I neither can I. And that's another reason why I'm so obsessed with bear. Like, dude, a 900-pound bear that was living in Jersey. Like, how I I the diamond bear that was just harvested this year, didn't it do? Oh, yeah, yeah, yeah.

SPEAKER_00

Yeah, one of their guys, one of their guys, he was he was on um, he was on uh we did a an episode with with Emral 2 for our field notes episode. Yeah, diamond bear, yeah, 600 600 pound, uh, 600 pound bear, I think it was.

SPEAKER_02

Wasn't it like 27 years old though?

SPEAKER_00

Yeah, it was yeah, it was like a 27-year-old, um, somewhere in the 20-year-old bear of like he's he's been hunting that bear for a very long time. And I think if I remember correctly, I think it like actually disappeared for a little bit, then came back, disappeared again this year, and I think he had it they had to change up the bait because I think it they they said it got um like rot gut because it was eating too much sugar and everything like that. So I think they switched to peanuts, and that bear ended up coming back on, yeah, yeah, yeah. And they yeah, and yet again, Jersey has giant bears.
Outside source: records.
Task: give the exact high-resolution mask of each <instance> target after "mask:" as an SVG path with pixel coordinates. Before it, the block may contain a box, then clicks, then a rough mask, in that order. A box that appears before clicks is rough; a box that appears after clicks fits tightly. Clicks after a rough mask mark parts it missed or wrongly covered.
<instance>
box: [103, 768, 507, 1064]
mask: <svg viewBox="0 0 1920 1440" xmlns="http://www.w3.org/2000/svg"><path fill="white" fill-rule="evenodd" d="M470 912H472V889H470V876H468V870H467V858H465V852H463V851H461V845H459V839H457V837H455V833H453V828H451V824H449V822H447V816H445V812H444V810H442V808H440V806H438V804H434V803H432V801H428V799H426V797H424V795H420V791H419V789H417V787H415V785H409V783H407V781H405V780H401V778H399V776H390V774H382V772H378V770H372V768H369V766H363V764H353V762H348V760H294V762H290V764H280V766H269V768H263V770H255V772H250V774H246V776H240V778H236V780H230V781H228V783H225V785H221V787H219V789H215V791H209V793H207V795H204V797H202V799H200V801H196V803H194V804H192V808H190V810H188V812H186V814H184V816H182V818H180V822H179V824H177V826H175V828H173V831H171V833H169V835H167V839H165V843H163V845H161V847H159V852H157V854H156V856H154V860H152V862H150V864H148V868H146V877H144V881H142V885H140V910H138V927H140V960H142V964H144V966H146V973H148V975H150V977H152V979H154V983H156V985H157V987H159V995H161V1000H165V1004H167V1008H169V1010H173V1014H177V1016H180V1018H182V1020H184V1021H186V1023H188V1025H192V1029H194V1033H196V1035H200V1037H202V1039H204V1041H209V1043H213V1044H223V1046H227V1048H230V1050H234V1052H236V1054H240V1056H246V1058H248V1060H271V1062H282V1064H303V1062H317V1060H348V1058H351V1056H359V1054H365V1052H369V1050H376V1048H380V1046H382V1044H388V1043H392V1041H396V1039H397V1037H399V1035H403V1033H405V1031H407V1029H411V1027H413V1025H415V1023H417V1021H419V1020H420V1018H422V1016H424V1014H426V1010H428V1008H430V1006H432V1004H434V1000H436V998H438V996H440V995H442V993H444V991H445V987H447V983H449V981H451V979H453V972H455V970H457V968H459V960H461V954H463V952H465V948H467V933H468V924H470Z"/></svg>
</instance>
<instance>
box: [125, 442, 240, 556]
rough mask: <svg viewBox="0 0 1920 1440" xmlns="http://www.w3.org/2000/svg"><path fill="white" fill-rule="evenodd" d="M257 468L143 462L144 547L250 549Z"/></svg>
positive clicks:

I we were chasing, I was chasing probably close to five, six hundred-pound bear belly touching the the ground and and everything like that. Um yet again, if this happens, I I am telling everybody, everyone who I'm friends with, if you owe me something, if it's money or whatever, all dear debts will be cleared because I am going to be calling you, especially if it's like a 600, 500 pound plus bear, I'm probably even 400 pound plus bear. I will call you. And if you come out, all are all your debt that you have with me, any favors that you owe me would be clear done. There you go. It's out because like we're we're hiking it out.

SPEAKER_02

Yeah, put me on the call list because I I'll just do it for the love of the game because I love that shit.

SPEAKER_00

Listen, same, say, listen, and if you ever get one, just I love yeah, dude. We yet again, we can go all day. Let's let's end this end this episode before we make it another another hour. Um man, I I really appreciate you you coming on, everyone. We hope you guys enjoyed this episode, and we'll see you guys next time.

SPEAKER_02

See you later, brother. Thank you again. You have a wonderful rest of your night. You too, brother. Peace. See you.